Michigan injection molder Agape Plastics Inc. expanded its manufacturing space and added new equipment to serve sales growth driven largely by the robust automotive industry.
The company added 53,600 square feet to its existing facility in Grand Rapids, for a total of about 125,000 square feet of manufacturing space, said President David Cornelius. The company moved in and started to use the new space Feb. 1.
Five new Engel presses are set to arrive over the next four to six weeks, including a 1,650-ton press, which will be the company's largest, Cornelius said. Agape invested about $7.5 million in the new construction and machines.
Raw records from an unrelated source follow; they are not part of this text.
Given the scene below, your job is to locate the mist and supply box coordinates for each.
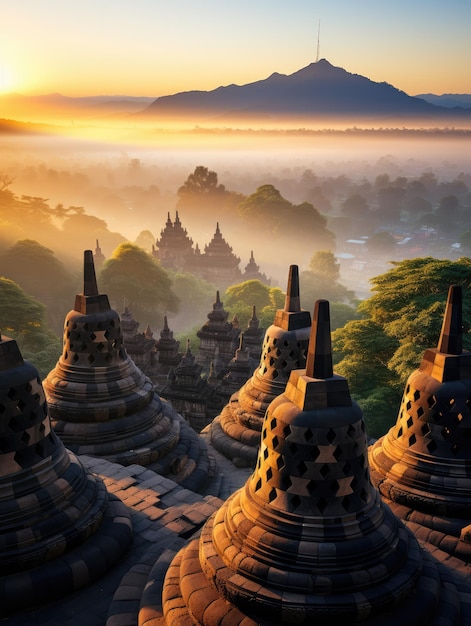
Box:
[0,121,471,296]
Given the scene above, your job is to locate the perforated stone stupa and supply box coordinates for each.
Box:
[158,301,469,626]
[370,285,471,563]
[44,250,212,491]
[209,265,311,467]
[0,337,132,618]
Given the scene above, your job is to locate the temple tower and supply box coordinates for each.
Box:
[195,222,242,289]
[153,211,193,270]
[209,265,311,466]
[162,301,462,626]
[370,285,471,563]
[241,250,271,285]
[44,250,212,491]
[0,336,132,618]
[196,291,240,371]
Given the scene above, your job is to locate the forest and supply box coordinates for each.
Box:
[0,129,471,437]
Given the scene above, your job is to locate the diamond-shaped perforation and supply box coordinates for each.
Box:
[303,428,314,443]
[441,426,451,439]
[306,480,317,496]
[296,461,308,476]
[319,463,330,478]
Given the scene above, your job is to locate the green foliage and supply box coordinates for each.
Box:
[332,257,471,436]
[0,277,62,378]
[100,242,179,327]
[167,270,216,333]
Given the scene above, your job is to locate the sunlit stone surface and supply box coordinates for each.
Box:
[370,286,471,563]
[209,265,311,467]
[156,301,462,626]
[0,337,132,617]
[44,251,212,490]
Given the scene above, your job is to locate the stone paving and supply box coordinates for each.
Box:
[1,456,223,626]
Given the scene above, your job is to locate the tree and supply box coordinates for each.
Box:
[332,257,471,434]
[299,250,355,310]
[100,242,179,327]
[0,239,78,334]
[0,277,62,378]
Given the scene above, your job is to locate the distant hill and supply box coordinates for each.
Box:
[416,93,471,109]
[141,59,471,121]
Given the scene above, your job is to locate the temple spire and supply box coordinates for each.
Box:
[438,285,463,354]
[285,265,301,313]
[83,250,98,296]
[306,300,333,378]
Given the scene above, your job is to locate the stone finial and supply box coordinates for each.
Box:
[274,265,311,330]
[438,285,463,354]
[306,300,333,378]
[74,250,110,315]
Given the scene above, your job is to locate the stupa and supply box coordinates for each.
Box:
[0,336,133,618]
[156,301,469,626]
[370,285,471,563]
[44,250,212,491]
[208,265,311,467]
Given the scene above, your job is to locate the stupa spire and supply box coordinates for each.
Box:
[438,285,463,354]
[306,300,333,378]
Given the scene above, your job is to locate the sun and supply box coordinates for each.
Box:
[0,62,15,93]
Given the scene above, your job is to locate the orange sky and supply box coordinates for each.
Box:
[0,0,471,97]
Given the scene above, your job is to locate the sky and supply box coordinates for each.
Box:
[0,0,471,97]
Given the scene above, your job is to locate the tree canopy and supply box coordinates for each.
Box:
[100,242,179,328]
[0,277,62,378]
[332,257,471,436]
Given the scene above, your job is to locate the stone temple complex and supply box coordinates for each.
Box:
[370,285,471,564]
[44,250,212,491]
[154,301,470,626]
[0,251,471,626]
[207,265,311,467]
[152,211,270,290]
[0,337,132,618]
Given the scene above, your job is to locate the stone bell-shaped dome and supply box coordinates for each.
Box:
[44,250,208,491]
[162,301,468,626]
[209,265,311,467]
[370,285,471,562]
[0,337,132,617]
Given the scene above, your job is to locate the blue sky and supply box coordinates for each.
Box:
[0,0,471,97]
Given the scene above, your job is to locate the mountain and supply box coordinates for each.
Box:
[416,93,471,109]
[141,59,471,121]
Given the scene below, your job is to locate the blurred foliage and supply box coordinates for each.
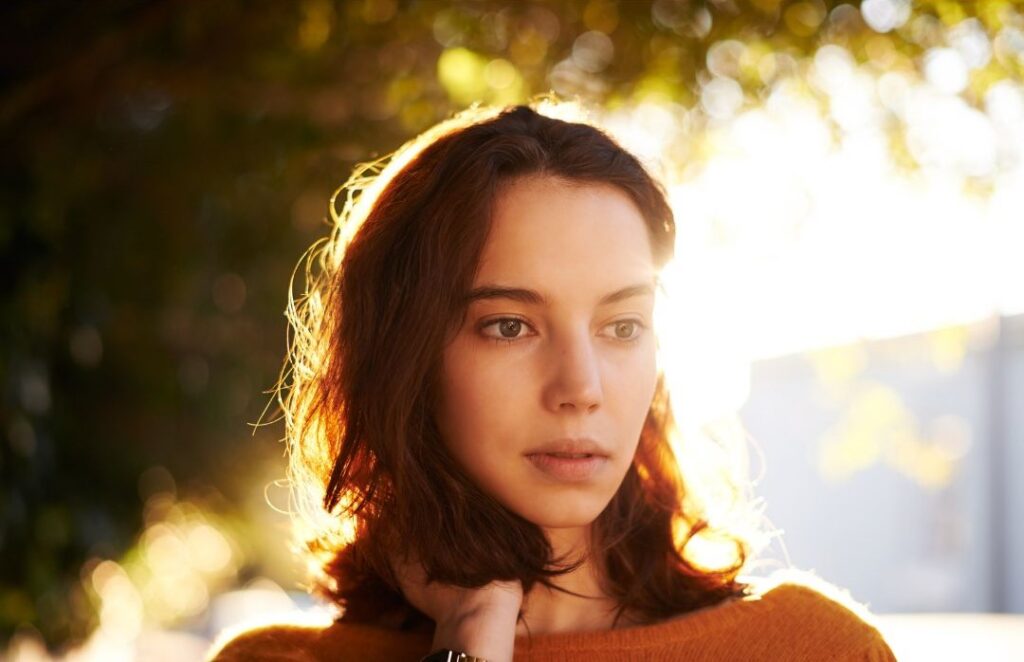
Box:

Agape produces primarily automotive parts, including interior and fascia components, as well as consumer product components and other items. The company expects sales growth of 20 percent this year, with several new program launches in the coming months, Cornelius said.
When planning the expansion, Agape was concerned about traffic congestion and the ability for trucks and staff vehicles to safely exit the industrial park, even considering relocating. But Tallmadge Township and the Ottawa County Road Commission, in partnership with the Michigan Department of Transportation, were able to secure state funding to install a traffic signal at the intersection and add appropriate turn lanes.
“That was part of the agreement for us to stay here and put this addition on, is that we would get some sort of traffic light at the end of the road,” Cornelius said. “The situation trying to turn left out of here had become a near impossibility during a couple times a day of peak traffic, especially if you're behind a truck.”
The total construction cost for the road project is estimated at $371,434, with $297,147 coming from the state's Transportation Economic Development Fund and $74,287 from Tallmadge Township, according to a release from the Ottawa County Road Commission.
Agape also committed to adding 54 new jobs by 2018, the release indicates. The company currently employs 238, with 41 added in just the last year.
“We had quite a bit of growth last year, and we've been busting at the seams,” Cornelius said.